Im Raum war kein Laut zu hören.

«Ich habe ihn hier angefasst.» Nina deutet auf die Halsschlagader. «Ich habe keinen Puls gespürt. Da bin ich weggerannt.»

«Und sein Handy? Hast du das mitgenommen? Wir haben bei Luca keines gefunden.»

Nina zögerte einen Moment. «Ich habe es mitgenommen und danach weggeworfen.»

«Weshalb hast du es mitgenommen?»

«Na wegen der Fotos halt.» Ihr Gesichtsausdruck sprach Bände: Wie konnte man nur so dumm fragen.

«Wo?»

«Was?» Sie warf ihm einen verständnislosen Blick zu.

«Wo hast du das Handy weggeworfen?»

«Ich … Bei diesem Spielplatz im Inneren Lind, der mit der orangefarbenen Rutschbahn, da habe ich es in einen Mülleimer geworfen.»

Ich betrachtete Nina. Sie sah Koller mit weit geöffneten Augen an. Sie sah aus wie jemand, der die Wahrheit sagt. Aber mir hatte sie gestern etwas anderes erzählt. Mir hatte sie erzählt, sie habe das Handy in einen Mülleimer im Münzpark geworfen. Ein Detail nur. Trotzdem.

«Weshalb hast du keine Hilfe geholt?», wollte Koller wissen.

«Ich hatte Angst.»

Koller nickte. Er schien zu überlegen und klickte mit einem Kugelschreiber. Im Raum war nur dieses Klicken zu hören. Nina starrte Koller an. Koller war in die Betrachtung seines Kugelschreibers vertieft.

«Kannst du mir die WhatsApp zeigen?»

«Was?», fragte Nina verwirrt.

«Die WhatsApp, mit denen ihr euch verabredet habt. Kannst du sie mir auf deinem Handy zeigen?»

Nina errötete leicht und schüttelte den Kopf. «Die habe ich gelöscht.»

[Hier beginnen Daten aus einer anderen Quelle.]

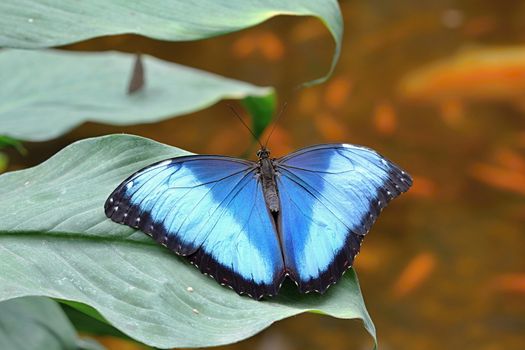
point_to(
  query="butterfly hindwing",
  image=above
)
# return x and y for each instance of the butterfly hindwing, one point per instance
(330, 195)
(210, 209)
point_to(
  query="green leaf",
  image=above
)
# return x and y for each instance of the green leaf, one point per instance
(56, 241)
(45, 23)
(55, 91)
(35, 323)
(262, 107)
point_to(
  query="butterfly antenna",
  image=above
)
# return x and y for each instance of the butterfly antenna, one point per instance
(245, 125)
(275, 123)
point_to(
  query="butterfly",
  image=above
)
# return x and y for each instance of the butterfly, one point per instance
(249, 225)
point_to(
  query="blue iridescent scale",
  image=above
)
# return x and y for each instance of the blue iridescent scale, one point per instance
(249, 225)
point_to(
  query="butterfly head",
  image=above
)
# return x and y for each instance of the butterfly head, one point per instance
(263, 153)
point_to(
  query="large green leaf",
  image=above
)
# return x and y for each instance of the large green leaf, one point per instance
(46, 23)
(56, 241)
(37, 323)
(54, 91)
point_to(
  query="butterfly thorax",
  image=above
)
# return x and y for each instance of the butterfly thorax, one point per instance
(267, 177)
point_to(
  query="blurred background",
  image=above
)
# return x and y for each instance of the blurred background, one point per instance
(439, 88)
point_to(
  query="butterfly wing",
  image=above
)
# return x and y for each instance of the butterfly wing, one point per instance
(330, 196)
(210, 209)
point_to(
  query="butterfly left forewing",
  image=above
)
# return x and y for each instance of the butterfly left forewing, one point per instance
(330, 196)
(210, 209)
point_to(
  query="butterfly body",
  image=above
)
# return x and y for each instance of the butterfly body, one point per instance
(251, 224)
(267, 175)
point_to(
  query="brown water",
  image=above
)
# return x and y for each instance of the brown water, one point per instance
(444, 267)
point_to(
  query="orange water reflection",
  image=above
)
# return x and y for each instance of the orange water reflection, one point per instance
(443, 267)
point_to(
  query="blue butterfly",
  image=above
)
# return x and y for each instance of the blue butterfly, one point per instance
(250, 224)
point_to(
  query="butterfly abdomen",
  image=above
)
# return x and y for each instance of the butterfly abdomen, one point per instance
(269, 185)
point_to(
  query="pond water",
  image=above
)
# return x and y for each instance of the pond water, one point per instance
(444, 266)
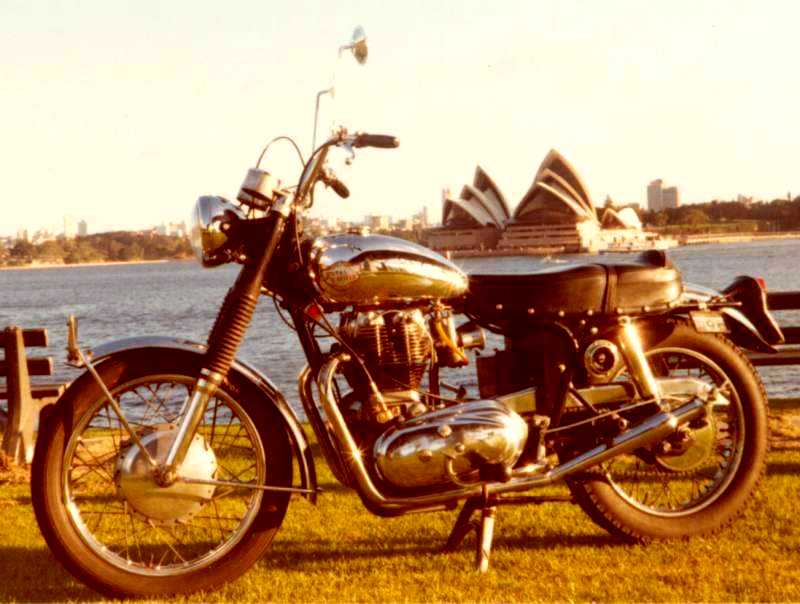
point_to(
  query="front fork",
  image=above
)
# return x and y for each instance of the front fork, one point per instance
(638, 368)
(227, 334)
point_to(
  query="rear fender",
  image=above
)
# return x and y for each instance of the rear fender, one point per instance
(300, 446)
(743, 329)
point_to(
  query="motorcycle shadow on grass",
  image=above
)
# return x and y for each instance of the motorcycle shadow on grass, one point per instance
(290, 557)
(30, 574)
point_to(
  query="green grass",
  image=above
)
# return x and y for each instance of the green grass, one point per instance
(337, 551)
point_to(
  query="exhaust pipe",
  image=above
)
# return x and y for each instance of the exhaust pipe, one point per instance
(648, 432)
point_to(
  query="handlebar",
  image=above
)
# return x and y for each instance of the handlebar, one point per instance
(380, 141)
(338, 187)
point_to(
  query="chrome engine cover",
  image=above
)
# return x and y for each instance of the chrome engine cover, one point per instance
(449, 445)
(377, 269)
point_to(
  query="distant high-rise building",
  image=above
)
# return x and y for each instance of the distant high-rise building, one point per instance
(654, 195)
(670, 198)
(660, 197)
(70, 227)
(377, 222)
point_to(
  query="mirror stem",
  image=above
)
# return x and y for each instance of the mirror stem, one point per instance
(316, 116)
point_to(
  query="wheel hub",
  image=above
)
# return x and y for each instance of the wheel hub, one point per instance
(136, 479)
(692, 447)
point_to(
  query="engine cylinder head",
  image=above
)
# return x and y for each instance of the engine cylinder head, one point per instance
(394, 345)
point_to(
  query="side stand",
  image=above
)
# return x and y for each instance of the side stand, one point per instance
(483, 527)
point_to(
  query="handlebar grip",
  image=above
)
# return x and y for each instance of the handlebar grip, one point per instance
(339, 188)
(381, 141)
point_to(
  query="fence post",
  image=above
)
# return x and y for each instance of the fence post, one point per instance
(22, 410)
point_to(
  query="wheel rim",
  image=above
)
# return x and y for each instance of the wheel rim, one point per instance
(682, 483)
(117, 529)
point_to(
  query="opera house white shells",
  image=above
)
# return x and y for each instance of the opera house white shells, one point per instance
(556, 214)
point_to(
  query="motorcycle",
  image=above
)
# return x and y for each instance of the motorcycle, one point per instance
(168, 465)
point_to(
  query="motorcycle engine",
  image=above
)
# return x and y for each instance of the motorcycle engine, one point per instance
(396, 347)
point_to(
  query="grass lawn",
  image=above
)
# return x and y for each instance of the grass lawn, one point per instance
(337, 551)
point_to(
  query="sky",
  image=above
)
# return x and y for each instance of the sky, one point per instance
(123, 113)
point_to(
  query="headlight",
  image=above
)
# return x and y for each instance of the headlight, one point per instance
(211, 221)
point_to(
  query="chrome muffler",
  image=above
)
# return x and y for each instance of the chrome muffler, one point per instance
(648, 432)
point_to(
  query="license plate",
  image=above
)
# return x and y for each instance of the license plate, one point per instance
(707, 321)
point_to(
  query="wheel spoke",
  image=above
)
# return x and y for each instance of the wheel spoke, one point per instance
(684, 480)
(145, 526)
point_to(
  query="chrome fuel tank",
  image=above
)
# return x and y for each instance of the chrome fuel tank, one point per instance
(377, 269)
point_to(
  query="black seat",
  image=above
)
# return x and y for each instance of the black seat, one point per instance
(649, 282)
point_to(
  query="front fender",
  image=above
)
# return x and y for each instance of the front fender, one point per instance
(302, 450)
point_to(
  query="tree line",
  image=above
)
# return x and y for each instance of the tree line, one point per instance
(776, 215)
(102, 247)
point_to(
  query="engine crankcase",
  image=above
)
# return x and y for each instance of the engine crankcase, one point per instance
(450, 445)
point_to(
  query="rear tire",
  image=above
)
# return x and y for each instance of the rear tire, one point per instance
(722, 475)
(94, 523)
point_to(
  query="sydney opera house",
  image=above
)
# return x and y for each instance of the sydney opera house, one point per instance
(556, 214)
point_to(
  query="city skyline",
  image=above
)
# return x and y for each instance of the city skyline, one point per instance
(128, 130)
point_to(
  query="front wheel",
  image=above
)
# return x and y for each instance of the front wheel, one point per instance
(100, 509)
(700, 479)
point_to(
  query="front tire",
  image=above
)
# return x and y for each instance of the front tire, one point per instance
(646, 497)
(111, 526)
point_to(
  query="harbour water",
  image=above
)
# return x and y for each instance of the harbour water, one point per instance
(181, 299)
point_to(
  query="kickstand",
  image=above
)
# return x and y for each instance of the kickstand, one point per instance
(483, 527)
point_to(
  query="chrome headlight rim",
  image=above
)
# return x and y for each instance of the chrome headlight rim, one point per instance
(209, 234)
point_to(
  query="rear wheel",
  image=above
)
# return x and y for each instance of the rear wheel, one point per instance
(102, 513)
(699, 479)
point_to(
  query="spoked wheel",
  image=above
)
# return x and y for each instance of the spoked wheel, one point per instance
(111, 524)
(700, 478)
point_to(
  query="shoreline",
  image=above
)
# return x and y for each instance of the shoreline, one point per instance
(682, 241)
(45, 265)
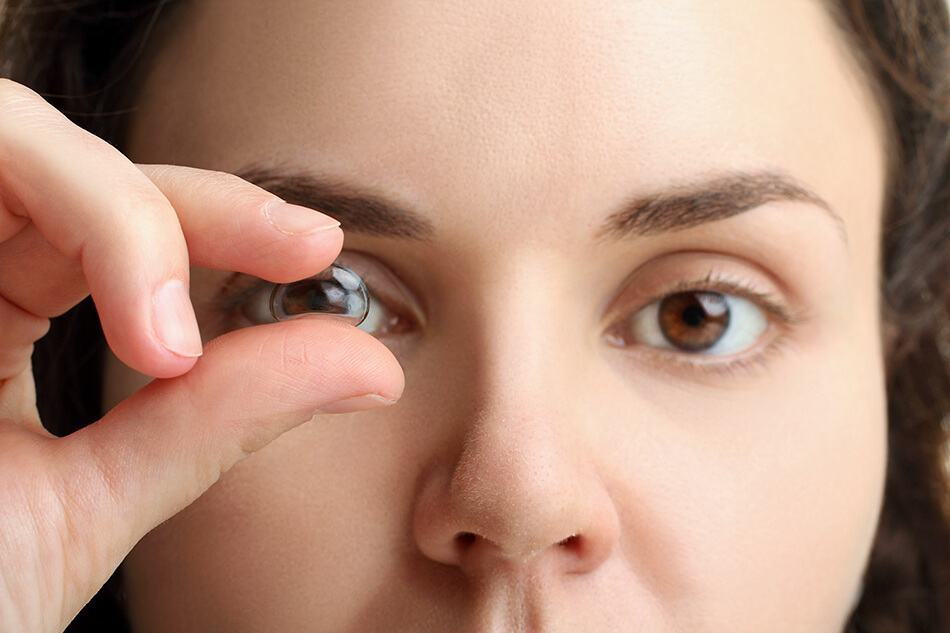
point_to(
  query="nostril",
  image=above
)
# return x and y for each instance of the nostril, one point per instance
(465, 539)
(571, 542)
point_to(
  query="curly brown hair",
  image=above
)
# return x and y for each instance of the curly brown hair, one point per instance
(86, 57)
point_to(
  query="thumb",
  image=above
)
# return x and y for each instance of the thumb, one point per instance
(159, 450)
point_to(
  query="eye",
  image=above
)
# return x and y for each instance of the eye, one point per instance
(695, 322)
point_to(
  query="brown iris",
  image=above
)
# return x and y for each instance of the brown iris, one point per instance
(694, 321)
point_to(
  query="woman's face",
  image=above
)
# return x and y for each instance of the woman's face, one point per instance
(627, 258)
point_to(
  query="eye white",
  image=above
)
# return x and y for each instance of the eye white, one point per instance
(747, 323)
(376, 318)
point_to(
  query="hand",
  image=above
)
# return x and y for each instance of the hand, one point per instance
(76, 217)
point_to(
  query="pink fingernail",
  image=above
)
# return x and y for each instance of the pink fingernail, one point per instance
(173, 320)
(357, 403)
(295, 220)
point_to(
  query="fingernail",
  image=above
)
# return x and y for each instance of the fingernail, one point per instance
(173, 320)
(295, 220)
(357, 403)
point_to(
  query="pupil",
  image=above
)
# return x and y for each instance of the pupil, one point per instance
(694, 321)
(693, 316)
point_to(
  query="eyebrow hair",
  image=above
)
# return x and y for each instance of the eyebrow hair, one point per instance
(716, 198)
(682, 207)
(355, 210)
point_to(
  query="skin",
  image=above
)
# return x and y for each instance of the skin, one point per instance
(736, 497)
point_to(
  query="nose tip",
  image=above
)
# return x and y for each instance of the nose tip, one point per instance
(512, 503)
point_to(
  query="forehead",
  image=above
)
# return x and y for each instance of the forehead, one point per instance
(520, 105)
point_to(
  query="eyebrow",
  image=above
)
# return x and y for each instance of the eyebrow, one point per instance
(356, 210)
(710, 200)
(682, 207)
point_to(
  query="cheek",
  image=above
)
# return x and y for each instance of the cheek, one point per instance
(769, 492)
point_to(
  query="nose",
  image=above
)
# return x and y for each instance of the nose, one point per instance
(521, 493)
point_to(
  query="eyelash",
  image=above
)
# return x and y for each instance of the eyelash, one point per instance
(780, 316)
(239, 289)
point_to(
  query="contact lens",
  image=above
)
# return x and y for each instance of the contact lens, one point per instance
(337, 291)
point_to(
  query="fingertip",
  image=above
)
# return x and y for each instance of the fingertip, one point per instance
(173, 320)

Wieder nickte Koller. Wieder betrachtete er seinen Kugelschreiber. Dann sah er auf: «Nina, würdest du bitte zu deiner Mutter gehen? Ich muss mich kurz allein mit Frau van der Meer unterhalten.» Er stand auf und öffnete die Tür für sie. «Es dauert nicht lange. Frau Moser wird dir eine Cola bringen.» Er machte mit dem Kinn eine Bewegung zur Protokollführerin. Die erhob sich ebenfalls.

Nina sah fragend zu mir.

«Ist in Ordnung, Nina», sagte ich.

Sie machte die gleiche Bewegung wie gestern: Sie nestelte an ihrem Pferdeschwanz, löste das Haargummi und arrangierte die Haare neu. Bevor sie die Tür hinter sich schloss, warf sie mir einen ängstlichen Blick zu.